VAST Data announced a $1.17 billion commercial agreement with CoreWeave that makes the VAST AI OS the primary data foundation for CoreWeave’s AI cloud, extending a collaboration that began when CoreWeave selected VAST to power its GPU cloud storage layer in 2023.
AI clouds are maturing from GPU-first builds to balanced, data-aware platforms that can keep training pipelines fed while serving real-time inference at scale. In that context, the data layer isn’t a bolt-on—it’s table stakes. VAST and CoreWeave are formalizing that reality in dollar terms and roadmap alignment.
The companies describe a multi-year commercial agreement that cements VAST as CoreWeave’s primary data platform. The release emphasizes instant access to massive datasets, reliability at cloud scale, and performance across both training and inference. It also highlights a “new class of intelligent data architecture” aimed at continuous training and real-time processing.
While detailed term length wasn’t disclosed, outside reporting characterizes the pact as multi-year and situates it within the broader generative-AI infrastructure build-out, noting VAST’s momentum and revenue trajectory this year.

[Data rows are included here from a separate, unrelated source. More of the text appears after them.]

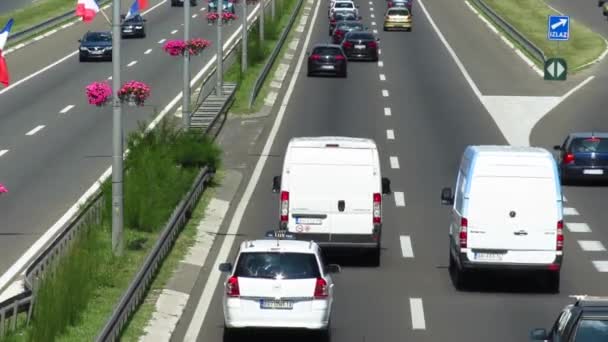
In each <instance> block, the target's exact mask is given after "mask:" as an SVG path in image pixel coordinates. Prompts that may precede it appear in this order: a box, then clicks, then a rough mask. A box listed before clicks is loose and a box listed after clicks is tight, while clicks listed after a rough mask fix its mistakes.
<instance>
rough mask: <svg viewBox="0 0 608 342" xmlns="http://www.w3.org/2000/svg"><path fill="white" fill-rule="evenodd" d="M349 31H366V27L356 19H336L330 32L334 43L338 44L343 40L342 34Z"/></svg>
mask: <svg viewBox="0 0 608 342" xmlns="http://www.w3.org/2000/svg"><path fill="white" fill-rule="evenodd" d="M351 31H367V27H366V26H364V25H363V24H362V23H360V22H358V21H348V20H343V21H338V22H337V23H336V28H335V29H334V32H333V34H332V40H333V42H334V44H340V43H341V42H342V40H344V35H346V33H347V32H351Z"/></svg>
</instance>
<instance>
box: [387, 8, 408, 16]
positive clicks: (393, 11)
mask: <svg viewBox="0 0 608 342" xmlns="http://www.w3.org/2000/svg"><path fill="white" fill-rule="evenodd" d="M388 15H410V11H408V10H406V9H394V10H389V11H388Z"/></svg>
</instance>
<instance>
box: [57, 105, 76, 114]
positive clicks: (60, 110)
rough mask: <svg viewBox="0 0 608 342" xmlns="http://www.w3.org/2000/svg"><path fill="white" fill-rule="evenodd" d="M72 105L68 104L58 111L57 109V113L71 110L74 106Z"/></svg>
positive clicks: (62, 113)
mask: <svg viewBox="0 0 608 342" xmlns="http://www.w3.org/2000/svg"><path fill="white" fill-rule="evenodd" d="M74 107H75V106H74V105H69V106H66V107H65V108H63V109H62V110H60V111H59V113H61V114H65V113H67V112H69V111H71V110H72V108H74Z"/></svg>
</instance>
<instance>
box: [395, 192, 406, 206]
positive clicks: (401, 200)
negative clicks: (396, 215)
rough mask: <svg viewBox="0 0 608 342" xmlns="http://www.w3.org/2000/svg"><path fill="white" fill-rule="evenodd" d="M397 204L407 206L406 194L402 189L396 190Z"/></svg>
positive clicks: (395, 192)
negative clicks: (405, 197)
mask: <svg viewBox="0 0 608 342" xmlns="http://www.w3.org/2000/svg"><path fill="white" fill-rule="evenodd" d="M395 205H396V206H398V207H405V195H404V194H403V192H401V191H395Z"/></svg>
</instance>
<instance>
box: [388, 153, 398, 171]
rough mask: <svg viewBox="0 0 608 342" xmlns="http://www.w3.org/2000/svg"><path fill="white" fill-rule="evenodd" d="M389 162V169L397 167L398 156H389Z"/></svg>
mask: <svg viewBox="0 0 608 342" xmlns="http://www.w3.org/2000/svg"><path fill="white" fill-rule="evenodd" d="M389 160H390V163H391V169H398V168H399V158H397V157H395V156H391V157H390V158H389Z"/></svg>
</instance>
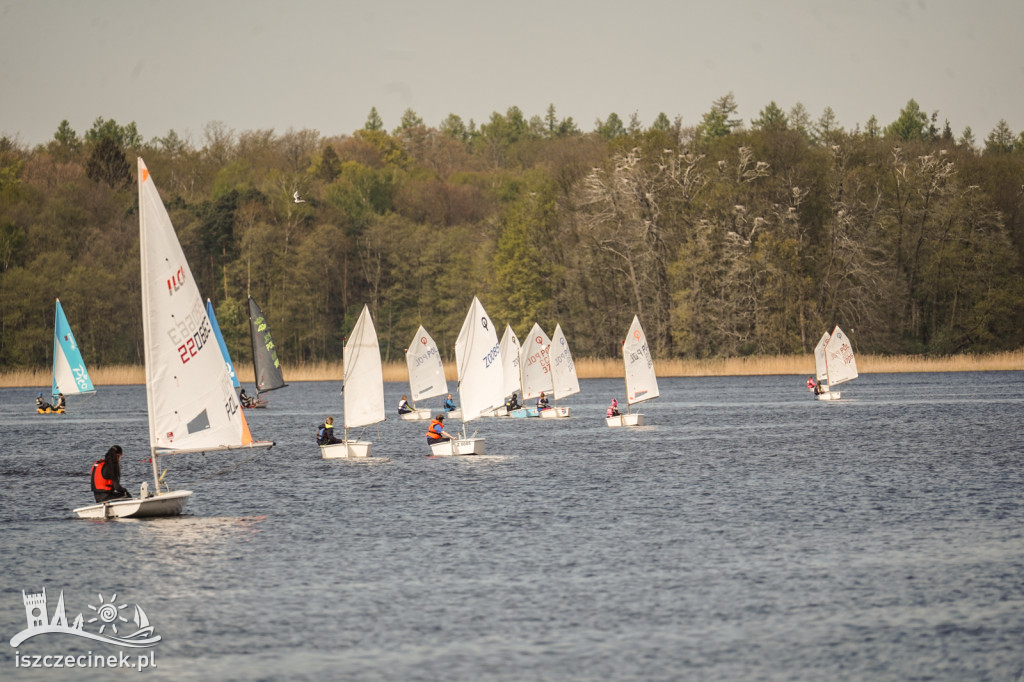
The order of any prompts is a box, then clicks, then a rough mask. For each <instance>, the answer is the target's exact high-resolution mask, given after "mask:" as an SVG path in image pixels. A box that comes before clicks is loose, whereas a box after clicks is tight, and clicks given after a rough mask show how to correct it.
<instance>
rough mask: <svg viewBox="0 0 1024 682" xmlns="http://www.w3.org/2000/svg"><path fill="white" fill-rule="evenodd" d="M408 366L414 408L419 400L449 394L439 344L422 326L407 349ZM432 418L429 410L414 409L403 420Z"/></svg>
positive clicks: (406, 355)
mask: <svg viewBox="0 0 1024 682" xmlns="http://www.w3.org/2000/svg"><path fill="white" fill-rule="evenodd" d="M406 365H407V366H408V367H409V395H410V398H412V400H413V404H414V406H415V404H416V401H417V400H425V399H427V398H431V397H437V396H438V395H444V394H445V393H447V381H445V380H444V364H443V363H442V361H441V354H440V353H439V352H438V351H437V344H436V343H434V340H433V339H432V338H430V335H429V334H427V330H425V329H423V326H422V325H421V326H420V328H419V329H418V330H416V336H415V337H414V338H413V343H412V344H410V346H409V348H407V349H406ZM430 417H431V412H430V410H429V409H427V408H413V412H410V413H407V414H404V415H402V416H401V419H403V420H407V421H411V420H424V419H430Z"/></svg>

CoreWeave is known for GPU-accelerated infrastructure tailored for AI/ML, rendering/VFX, and other compute-intensive workloads. VAST’s AI OS consolidates data and compute services, with the company positioning its DASE architecture as a parallel distributed system designed to remove trade-offs between performance, scale, and resilience. In practical terms, the pitch is a single, scalable substrate that can be deployed across any CoreWeave data center to support both throughput-heavy training and latency-sensitive inference paths.
Two strategic threads stand out:
This isn’t a green-field pairing. CoreWeave first named VAST as the data platform for its NVIDIA-powered AI cloud back in 2023, and since then both companies have scaled rapidly alongside enterprise AI adoption. Today’s announcement formalizes that relationship with a sizable commercial framework and sets expectations around platform primacy.
AI infrastructure buyers are hunting for time-to-value: they want capacity that stands up quickly, sustains training throughput, and serves inference without spiraling costs. That’s pushing clouds—especially specialized “neo-clouds” like CoreWeave—to harden their data planes with predictable performance and global operability. The $1.17B figure signals that in the AI era, the data layer is where performance, reliability, and unit economics converge. External coverage also notes VAST’s broader customer footprint and fundraising signals, reinforcing the company’s position as more than a storage vendor—it’s pitching a full AI operating substrate.
VAST says the partnership will continue to evolve with shared product development. An analyst community briefing with CEO Renen Hallak on Thursday, November 13, will unpack strategy implications and additional updates.
The signal here isn’t just the dollar figure—it’s the architectural vote: CoreWeave is betting that a unified, software-defined data plane is indispensable to AI cloud differentiation. For VAST, “AI OS” stops being slideware and becomes contractually central to one of the most prominent AI clouds. The near-term win is customer experience—simpler pipelines, faster iteration, fewer knobs to turn. The longer-term implication is competitive pressure: hyperscalers and other neo-clouds will need similarly opinionated data stacks that erase the gaps between training and inference. If VAST and CoreWeave can translate this alignment into measurable SLA gains and lower delivered cost per token/frame/query, this deal will read as a blueprint for how AI clouds professionalize the data layer at scale.